It looks like you have a good survey of your systems and where the problem areas are. Focus on life safety issues first of all (will require a qualified professional to truly determine what needs replacing. Randall Davidson, aka "Dr. Doom", is a great resource for evaluating an educational facility. Have your instructor contact him or another member of ISETSA to get a run down of your safety needs and have them taken care of. After that, concentrate on what would make your performances better. If you still seem to have extra budget, go for some bells and whistles (at least you aren't looking for these first, good for you).


----------



## Footer (Feb 19, 2011)

ruinexplorer said:


> I agree on the ETC side of things, but we have Strand SLD96 dimmer racks that are no longer supported by Strand and we are forced to purchase spare parts on the secondary market. They are less than a decade old. Same kind of thing with our Strand consoles, but they were end of life when purchased new.


I work in a facility with 1970's era Strand/Century dimmers that are still fully functional. No, strand does not support them anymore but plenty of people do. Anything can be fixed. You can never trust a vendor who comes in and says "yep, replace it", especially in a public institution. Yes, I would love to see the 35 year old 6k and 12k dimmers go away, but its what we got, and until 3 million dollars falls out of the air they are not going away anytime soon.


----------



## DuckJordan (Feb 19, 2011)

It sounds really like you need to talk your TD to hire a consultant, there is so much goign on with "new" dimmers, "New" board and rigging work that the budget for this overhaul is going to easily go into the 100k+ range. Volenteer work is nice but when it comes to rigging only ETCP certified riggers or those trained and supervised by should ever touch any kind of repair or replacement on your fly's.

I'm sorry to say but this seems way over your head and its something that would be a great resource but unless we were to see your space and what was okay and what had to be replace.


----------



## museav (Feb 20, 2011)

The very fact that you apparently "just wondering bout the products themselves because we need to know what products will benifit our theater" suggests you need some help. Product selection should come later in a more comprehensive process. Typically, you would first have someone with appropriate experience and expertise assess what you have and what you are trying to do so that you can establish your basic goals and vision. Whit that established, someone would then develop a basic concept for a solution that supports the goals defined. That concept may assume some specific equipment but would typically be more focused on what the equipment needs to do in order to support the functionality and goals defined. That system concept then provides the basis to start selecting specific equipment.

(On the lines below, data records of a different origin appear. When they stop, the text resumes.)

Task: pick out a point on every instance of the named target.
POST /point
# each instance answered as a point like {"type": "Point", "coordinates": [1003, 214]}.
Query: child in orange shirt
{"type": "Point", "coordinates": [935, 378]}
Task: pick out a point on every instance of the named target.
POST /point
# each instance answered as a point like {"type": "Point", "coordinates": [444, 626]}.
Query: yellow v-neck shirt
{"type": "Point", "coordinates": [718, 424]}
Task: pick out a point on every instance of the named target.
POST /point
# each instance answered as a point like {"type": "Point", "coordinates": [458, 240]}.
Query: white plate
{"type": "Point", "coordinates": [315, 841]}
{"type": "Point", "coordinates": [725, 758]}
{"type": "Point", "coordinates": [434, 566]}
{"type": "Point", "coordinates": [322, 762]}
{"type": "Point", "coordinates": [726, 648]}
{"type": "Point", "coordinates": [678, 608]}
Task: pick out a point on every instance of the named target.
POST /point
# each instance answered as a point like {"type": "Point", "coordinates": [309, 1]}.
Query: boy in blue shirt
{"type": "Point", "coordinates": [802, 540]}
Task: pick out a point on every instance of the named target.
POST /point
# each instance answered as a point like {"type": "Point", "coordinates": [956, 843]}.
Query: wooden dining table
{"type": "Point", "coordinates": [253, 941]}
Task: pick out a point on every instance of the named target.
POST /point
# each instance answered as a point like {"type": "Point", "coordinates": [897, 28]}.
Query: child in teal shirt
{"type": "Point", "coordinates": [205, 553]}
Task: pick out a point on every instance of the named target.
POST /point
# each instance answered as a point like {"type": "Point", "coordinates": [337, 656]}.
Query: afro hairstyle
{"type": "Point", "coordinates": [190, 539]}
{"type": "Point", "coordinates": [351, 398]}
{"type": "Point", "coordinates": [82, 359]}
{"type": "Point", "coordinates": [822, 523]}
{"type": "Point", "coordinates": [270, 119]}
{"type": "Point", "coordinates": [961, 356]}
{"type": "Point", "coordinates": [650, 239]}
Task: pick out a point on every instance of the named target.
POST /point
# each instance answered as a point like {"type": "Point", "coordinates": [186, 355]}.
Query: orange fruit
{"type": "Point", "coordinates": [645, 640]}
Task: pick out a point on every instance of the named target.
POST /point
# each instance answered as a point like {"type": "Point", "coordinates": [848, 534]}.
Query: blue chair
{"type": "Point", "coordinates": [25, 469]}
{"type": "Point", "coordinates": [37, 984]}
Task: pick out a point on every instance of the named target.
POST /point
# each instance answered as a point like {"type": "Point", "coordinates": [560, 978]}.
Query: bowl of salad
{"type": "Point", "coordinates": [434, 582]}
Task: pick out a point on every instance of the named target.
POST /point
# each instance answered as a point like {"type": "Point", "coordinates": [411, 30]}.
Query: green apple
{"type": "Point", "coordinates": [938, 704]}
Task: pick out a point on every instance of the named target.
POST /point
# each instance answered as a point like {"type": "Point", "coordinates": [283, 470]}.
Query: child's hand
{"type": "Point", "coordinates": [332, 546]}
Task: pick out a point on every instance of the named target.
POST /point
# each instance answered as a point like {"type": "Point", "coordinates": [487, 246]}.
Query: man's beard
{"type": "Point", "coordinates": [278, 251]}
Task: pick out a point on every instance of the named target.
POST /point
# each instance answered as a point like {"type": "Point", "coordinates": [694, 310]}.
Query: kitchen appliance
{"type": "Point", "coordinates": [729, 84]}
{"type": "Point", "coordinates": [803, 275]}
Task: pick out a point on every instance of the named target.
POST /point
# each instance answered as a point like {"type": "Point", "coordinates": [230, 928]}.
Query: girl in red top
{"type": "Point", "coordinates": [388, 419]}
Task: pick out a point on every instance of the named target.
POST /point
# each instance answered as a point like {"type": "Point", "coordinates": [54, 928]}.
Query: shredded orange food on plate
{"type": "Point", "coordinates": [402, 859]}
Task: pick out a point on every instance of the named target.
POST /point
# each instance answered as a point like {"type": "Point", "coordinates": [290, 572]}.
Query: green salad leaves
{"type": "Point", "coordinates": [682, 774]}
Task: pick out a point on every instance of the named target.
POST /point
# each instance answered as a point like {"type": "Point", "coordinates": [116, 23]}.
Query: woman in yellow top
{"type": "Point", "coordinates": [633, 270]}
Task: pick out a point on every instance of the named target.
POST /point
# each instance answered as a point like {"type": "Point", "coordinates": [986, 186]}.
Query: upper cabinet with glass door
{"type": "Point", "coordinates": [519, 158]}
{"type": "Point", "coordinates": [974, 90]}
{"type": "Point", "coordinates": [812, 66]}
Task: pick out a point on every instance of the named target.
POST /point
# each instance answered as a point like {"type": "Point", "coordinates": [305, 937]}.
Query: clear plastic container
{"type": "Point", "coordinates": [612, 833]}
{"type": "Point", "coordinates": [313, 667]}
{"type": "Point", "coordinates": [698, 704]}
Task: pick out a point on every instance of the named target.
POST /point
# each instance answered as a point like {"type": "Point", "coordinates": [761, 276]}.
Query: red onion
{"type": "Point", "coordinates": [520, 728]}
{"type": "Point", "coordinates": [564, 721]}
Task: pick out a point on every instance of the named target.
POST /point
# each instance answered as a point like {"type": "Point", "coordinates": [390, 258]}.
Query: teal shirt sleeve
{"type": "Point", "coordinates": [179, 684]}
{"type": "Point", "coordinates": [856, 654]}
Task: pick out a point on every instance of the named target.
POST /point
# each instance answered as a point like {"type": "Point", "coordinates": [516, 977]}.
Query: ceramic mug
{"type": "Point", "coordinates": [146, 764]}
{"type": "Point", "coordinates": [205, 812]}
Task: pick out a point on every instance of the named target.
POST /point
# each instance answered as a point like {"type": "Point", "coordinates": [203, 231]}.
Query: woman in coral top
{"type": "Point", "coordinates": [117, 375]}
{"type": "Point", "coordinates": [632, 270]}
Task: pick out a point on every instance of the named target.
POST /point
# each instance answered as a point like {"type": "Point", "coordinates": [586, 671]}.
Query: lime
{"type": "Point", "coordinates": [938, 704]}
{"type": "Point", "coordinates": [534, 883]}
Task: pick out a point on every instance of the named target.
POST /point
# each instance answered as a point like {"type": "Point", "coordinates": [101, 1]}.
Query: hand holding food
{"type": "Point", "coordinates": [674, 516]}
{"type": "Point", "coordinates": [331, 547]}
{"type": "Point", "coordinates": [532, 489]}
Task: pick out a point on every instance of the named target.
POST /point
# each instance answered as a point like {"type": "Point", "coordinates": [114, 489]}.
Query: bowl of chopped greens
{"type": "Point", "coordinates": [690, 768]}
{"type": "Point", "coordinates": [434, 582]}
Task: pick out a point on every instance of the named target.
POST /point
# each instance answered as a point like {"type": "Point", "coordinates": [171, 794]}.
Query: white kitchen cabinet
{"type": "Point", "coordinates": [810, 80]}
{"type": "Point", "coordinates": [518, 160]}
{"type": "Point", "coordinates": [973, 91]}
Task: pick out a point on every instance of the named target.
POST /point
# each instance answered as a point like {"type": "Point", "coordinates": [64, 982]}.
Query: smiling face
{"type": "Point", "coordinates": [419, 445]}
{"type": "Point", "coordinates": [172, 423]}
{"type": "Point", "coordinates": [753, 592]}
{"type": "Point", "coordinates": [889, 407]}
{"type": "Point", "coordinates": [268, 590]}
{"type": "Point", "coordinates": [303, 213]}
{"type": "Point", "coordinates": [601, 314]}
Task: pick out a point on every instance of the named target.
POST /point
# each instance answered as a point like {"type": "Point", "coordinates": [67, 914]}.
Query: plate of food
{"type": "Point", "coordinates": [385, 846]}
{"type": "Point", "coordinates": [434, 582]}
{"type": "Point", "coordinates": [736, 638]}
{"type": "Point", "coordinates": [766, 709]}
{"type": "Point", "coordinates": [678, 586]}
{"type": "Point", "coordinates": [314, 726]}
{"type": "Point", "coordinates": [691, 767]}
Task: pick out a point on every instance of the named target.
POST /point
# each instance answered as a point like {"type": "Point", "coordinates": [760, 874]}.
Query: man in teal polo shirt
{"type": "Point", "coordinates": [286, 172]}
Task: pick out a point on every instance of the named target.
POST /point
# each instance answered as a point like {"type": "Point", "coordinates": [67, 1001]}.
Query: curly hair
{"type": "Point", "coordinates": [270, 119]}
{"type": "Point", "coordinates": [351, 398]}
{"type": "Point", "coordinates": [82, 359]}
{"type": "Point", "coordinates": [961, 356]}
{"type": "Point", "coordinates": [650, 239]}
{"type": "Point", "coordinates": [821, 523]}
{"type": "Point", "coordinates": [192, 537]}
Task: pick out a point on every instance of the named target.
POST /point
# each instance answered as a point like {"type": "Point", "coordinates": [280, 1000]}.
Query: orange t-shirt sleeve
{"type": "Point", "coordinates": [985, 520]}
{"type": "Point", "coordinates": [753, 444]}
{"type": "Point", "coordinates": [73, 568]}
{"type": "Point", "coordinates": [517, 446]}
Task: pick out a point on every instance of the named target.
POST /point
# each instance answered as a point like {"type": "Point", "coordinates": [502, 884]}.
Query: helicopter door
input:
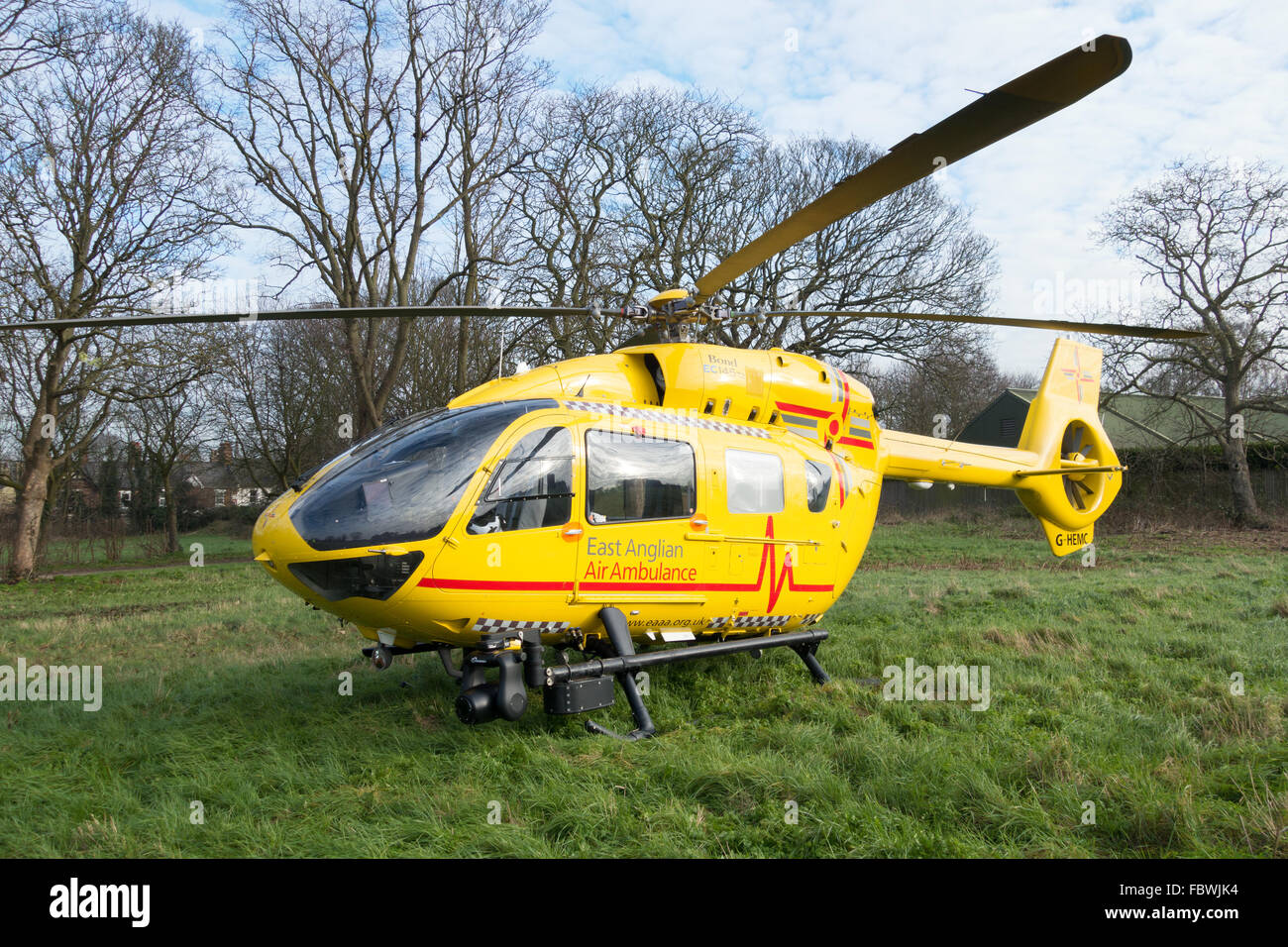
{"type": "Point", "coordinates": [518, 544]}
{"type": "Point", "coordinates": [640, 499]}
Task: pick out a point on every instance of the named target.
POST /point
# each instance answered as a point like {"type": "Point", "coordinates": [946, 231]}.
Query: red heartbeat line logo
{"type": "Point", "coordinates": [768, 558]}
{"type": "Point", "coordinates": [1077, 373]}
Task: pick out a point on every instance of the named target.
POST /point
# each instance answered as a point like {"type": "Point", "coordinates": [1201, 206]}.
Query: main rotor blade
{"type": "Point", "coordinates": [1057, 325]}
{"type": "Point", "coordinates": [990, 119]}
{"type": "Point", "coordinates": [318, 313]}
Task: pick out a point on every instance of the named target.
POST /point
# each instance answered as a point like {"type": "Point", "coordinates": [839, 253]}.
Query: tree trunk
{"type": "Point", "coordinates": [31, 510]}
{"type": "Point", "coordinates": [171, 519]}
{"type": "Point", "coordinates": [1245, 509]}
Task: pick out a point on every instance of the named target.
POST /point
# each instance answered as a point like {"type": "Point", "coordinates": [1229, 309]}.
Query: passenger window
{"type": "Point", "coordinates": [532, 488]}
{"type": "Point", "coordinates": [632, 478]}
{"type": "Point", "coordinates": [818, 484]}
{"type": "Point", "coordinates": [755, 482]}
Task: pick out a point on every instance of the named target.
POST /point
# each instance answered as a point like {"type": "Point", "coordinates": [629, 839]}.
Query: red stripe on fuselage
{"type": "Point", "coordinates": [802, 410]}
{"type": "Point", "coordinates": [768, 562]}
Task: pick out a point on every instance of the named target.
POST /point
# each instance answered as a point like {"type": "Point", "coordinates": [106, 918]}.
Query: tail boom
{"type": "Point", "coordinates": [1064, 471]}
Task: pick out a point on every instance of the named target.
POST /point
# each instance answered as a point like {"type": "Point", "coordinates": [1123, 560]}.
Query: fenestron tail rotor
{"type": "Point", "coordinates": [1078, 453]}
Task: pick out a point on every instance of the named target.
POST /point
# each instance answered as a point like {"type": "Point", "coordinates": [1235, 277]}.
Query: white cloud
{"type": "Point", "coordinates": [1207, 77]}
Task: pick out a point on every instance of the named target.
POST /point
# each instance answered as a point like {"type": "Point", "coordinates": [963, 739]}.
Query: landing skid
{"type": "Point", "coordinates": [579, 688]}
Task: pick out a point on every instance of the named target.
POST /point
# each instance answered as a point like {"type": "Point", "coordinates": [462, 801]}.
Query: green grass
{"type": "Point", "coordinates": [1109, 684]}
{"type": "Point", "coordinates": [77, 554]}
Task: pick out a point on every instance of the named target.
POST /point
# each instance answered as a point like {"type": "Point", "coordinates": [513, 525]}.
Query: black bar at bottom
{"type": "Point", "coordinates": [600, 667]}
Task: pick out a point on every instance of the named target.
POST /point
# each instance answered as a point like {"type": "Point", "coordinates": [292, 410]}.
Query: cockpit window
{"type": "Point", "coordinates": [532, 488]}
{"type": "Point", "coordinates": [402, 484]}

In general I look at it pretty simply, if you goal is to buy equipment then that is where you should start. However, if the goal is to solve problems or make improvements then those are where you should start. Define the goals, develop a functional concept for a solution that supports those goals and then select the equipment that supports the goals and concept developed. Also be aware that with rigging and lighting there are aspects of that work that likely have to be addressed by qualified, and in some cases licensed, professionals.


----------